The Paris-based research body said its gauges of future economic activity—which are based on information available for July—also point to slowdowns in Canada, Russia and Brazil. The readings are based on Composite Leading Indicators (CLIs) that are designed to anticipate turning points in economic activity relative to trend.

"In India, the CLI points to firming growth... on the other hand, the outlook continues to deteriorate for China, with the CLI pointing more strongly to a loss of growth momentum," OECD said in a statement.

India's CLI stood at 99.8 in July, slightly higher than 99.7 seen in June. OECD, which is also a grouping of mostly developed nations, noted that signs of slowing growth momentum have re-emerged in Russia while Brazil is expected to witness weak growth momentum. India's economic growth slowed to 7 percent in the three months ended June compared to 7.5 percent expansion recorded in the January-March quarter.

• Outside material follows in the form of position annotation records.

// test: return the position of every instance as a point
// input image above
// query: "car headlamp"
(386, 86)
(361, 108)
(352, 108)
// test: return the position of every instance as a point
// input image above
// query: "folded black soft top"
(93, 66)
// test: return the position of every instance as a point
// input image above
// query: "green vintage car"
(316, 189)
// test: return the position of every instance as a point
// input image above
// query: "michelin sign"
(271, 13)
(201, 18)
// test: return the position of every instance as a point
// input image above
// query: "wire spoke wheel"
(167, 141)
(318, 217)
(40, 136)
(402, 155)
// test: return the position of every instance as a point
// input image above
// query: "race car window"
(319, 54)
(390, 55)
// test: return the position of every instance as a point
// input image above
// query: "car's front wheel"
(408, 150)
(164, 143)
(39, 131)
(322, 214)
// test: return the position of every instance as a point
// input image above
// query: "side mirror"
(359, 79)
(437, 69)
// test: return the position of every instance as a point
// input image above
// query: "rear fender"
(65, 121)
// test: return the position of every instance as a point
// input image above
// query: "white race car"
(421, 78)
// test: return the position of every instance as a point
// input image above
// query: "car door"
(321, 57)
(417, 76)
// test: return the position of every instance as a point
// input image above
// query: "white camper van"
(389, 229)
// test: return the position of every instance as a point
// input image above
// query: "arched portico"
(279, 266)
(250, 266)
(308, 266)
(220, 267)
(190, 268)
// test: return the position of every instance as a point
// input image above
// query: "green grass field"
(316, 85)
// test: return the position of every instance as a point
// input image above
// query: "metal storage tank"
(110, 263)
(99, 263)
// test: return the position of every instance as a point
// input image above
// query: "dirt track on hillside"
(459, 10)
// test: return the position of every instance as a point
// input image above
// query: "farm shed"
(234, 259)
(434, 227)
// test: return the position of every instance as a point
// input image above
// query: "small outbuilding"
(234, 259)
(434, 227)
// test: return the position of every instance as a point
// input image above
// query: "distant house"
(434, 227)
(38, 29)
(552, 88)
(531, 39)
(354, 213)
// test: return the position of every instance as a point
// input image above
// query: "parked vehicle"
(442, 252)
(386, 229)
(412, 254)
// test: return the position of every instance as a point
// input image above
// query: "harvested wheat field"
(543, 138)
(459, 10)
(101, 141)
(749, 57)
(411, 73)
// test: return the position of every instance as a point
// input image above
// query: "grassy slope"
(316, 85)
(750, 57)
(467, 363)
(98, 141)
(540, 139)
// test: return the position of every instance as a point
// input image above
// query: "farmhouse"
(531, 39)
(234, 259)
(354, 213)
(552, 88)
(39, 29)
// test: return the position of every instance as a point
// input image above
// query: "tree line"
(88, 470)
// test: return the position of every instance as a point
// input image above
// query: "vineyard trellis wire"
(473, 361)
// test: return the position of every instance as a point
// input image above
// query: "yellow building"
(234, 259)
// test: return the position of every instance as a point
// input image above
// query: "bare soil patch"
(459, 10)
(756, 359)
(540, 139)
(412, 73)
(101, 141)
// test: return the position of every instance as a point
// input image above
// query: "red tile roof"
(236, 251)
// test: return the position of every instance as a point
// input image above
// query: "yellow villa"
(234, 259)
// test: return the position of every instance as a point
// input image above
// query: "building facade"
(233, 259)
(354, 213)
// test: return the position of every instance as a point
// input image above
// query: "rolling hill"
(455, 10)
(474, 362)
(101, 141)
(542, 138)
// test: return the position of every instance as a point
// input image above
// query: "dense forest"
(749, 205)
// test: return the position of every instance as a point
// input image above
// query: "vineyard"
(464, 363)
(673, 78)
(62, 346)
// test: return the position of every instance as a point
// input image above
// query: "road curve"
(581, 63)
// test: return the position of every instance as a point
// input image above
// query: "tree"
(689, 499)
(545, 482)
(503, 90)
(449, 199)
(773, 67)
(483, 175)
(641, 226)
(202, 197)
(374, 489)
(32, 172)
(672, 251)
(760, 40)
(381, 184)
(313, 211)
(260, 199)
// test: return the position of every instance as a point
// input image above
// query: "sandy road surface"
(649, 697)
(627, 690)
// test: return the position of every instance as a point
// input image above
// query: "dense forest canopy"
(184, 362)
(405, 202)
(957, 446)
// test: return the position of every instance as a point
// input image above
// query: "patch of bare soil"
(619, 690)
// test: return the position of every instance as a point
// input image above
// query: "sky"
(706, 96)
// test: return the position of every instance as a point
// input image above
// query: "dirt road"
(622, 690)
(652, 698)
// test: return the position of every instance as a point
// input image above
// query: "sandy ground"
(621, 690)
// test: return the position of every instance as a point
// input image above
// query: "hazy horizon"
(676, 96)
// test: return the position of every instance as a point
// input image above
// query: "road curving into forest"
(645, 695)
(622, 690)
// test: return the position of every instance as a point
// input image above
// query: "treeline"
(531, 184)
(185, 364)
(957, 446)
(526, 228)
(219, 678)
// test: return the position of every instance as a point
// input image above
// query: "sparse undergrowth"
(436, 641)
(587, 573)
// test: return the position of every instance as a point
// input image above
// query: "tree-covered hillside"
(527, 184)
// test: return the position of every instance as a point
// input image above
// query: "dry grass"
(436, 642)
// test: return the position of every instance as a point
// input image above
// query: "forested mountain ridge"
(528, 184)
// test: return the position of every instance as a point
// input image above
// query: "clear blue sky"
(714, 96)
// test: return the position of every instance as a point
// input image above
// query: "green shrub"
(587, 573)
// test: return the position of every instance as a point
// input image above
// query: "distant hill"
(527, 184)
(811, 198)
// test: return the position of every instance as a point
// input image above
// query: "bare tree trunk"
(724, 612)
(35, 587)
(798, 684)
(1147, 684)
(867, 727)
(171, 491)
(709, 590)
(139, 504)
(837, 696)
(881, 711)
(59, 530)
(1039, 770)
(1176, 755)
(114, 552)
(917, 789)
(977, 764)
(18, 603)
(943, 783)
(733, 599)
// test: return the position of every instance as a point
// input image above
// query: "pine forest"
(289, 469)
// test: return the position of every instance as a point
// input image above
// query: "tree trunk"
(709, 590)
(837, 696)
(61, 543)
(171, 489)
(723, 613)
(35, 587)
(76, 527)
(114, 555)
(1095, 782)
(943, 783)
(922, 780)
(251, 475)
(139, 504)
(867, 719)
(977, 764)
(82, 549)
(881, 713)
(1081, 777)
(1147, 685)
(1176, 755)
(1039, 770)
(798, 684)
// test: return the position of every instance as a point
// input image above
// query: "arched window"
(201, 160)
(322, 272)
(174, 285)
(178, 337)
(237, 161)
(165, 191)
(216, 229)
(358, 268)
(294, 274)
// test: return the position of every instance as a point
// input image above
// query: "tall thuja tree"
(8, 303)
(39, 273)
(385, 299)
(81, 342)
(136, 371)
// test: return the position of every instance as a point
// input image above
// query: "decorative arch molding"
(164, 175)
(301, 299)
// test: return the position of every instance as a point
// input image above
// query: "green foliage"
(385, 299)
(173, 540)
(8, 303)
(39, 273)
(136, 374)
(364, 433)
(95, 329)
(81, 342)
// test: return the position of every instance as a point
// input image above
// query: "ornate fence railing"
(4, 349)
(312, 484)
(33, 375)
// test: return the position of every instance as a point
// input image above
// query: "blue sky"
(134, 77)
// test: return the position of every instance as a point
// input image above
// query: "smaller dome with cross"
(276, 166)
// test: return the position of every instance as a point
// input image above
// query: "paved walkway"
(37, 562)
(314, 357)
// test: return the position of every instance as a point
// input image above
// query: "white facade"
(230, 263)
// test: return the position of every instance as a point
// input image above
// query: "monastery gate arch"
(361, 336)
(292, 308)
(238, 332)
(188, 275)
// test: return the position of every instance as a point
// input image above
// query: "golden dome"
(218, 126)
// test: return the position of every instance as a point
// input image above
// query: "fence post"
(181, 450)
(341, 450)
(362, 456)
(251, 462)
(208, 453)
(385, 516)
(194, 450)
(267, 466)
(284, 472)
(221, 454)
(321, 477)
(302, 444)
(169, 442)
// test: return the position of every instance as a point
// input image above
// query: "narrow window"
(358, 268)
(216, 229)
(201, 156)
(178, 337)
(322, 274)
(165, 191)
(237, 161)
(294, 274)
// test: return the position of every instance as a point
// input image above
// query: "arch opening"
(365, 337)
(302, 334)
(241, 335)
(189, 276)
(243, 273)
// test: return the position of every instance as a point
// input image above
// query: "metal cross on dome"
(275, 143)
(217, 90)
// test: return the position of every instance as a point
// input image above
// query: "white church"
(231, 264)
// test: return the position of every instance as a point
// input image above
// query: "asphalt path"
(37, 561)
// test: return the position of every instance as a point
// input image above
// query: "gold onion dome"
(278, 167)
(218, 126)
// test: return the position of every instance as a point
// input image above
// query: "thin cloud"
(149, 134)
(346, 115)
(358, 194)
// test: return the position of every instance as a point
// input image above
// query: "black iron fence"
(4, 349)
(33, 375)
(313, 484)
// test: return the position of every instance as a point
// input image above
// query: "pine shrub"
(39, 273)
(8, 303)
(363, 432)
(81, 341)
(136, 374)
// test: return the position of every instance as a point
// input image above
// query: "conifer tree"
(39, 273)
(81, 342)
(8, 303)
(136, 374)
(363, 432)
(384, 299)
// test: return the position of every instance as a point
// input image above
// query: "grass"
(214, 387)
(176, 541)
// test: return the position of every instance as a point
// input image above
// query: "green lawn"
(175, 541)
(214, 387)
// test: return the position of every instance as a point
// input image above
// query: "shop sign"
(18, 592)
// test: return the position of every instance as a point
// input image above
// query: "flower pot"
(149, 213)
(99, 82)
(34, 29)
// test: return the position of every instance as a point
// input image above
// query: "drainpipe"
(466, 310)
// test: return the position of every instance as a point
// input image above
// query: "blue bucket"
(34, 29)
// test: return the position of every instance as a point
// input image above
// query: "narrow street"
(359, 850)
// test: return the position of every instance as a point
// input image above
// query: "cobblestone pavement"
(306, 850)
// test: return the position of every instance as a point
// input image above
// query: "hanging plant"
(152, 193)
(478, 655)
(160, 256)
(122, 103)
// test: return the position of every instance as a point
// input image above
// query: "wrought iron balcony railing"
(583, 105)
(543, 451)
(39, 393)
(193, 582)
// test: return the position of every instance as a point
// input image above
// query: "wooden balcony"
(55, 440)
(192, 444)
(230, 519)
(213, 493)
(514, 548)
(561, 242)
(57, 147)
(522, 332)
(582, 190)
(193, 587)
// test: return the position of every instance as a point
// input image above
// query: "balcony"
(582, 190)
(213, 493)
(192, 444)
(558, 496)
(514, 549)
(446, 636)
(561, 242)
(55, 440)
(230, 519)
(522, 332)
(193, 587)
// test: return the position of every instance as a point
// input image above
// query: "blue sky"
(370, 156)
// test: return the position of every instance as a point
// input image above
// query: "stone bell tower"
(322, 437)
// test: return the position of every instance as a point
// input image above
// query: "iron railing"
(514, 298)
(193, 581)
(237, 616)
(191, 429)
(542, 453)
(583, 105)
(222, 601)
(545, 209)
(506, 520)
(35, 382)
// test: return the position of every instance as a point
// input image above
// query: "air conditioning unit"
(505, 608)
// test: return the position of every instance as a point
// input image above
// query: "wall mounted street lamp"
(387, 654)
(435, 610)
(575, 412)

International Monetary Fund (IMF) Managing Director Christine Lagarde recently said that India is among the few bright spots in the global economy.

The continuing slowdown suggested by the leading indicators would spell another disappointing year for the global economy, which has struggled to recover from the effects of the 2008 financial crisis.

The OECD said on Tuesday that its leading indicators suggest the eurozone economy will avoid a slowdown, and signal a pickup in France, which has lagged behind other members of the currency area.

The most pressing concern for G-20 policy makers is the outlook for the Chinese economy, amid signs that an expected slowdown may turn out to be sharper than expected. The OECD’s leading indicator for the world’s second-largest economy fell again in July, to 97.6 from 97.9. A level below 100 signals a slowdown, while a level above signals an acceleration. Those worries have already led to turmoil in global financial markets.

A sign of further slowdown in global economic growth poses a challenge for central bankers, who have seen inflation rates fall far short of their targets in recent years, with a slide into deflation threatening as oil prices once again tumble.

The European Central Bank last week signaled it is prepared to expand its already massive bond-buying program, underscoring an increasing divergence in the monetary policies of the world’s largest central banks.

But the OECD’s leading indicators suggest the eurozone economy will avoid a slowdown and signal a pickup in France, which has lagged behind other members of the currency area. In a statement Tuesday, the European Union’s statistics agency raised its figures for eurozone economic growth in both the first and second quarters.

The OECD’s leading indicators are designed to provide early signals of turning points between the expansion and slowdown of economic activity, and are based on a wide variety of data series that have a history of anticipating swings in future economic activity.

The OECD’s composite leading indicator for its 34 members fell to 100 in July from 100.1 in June.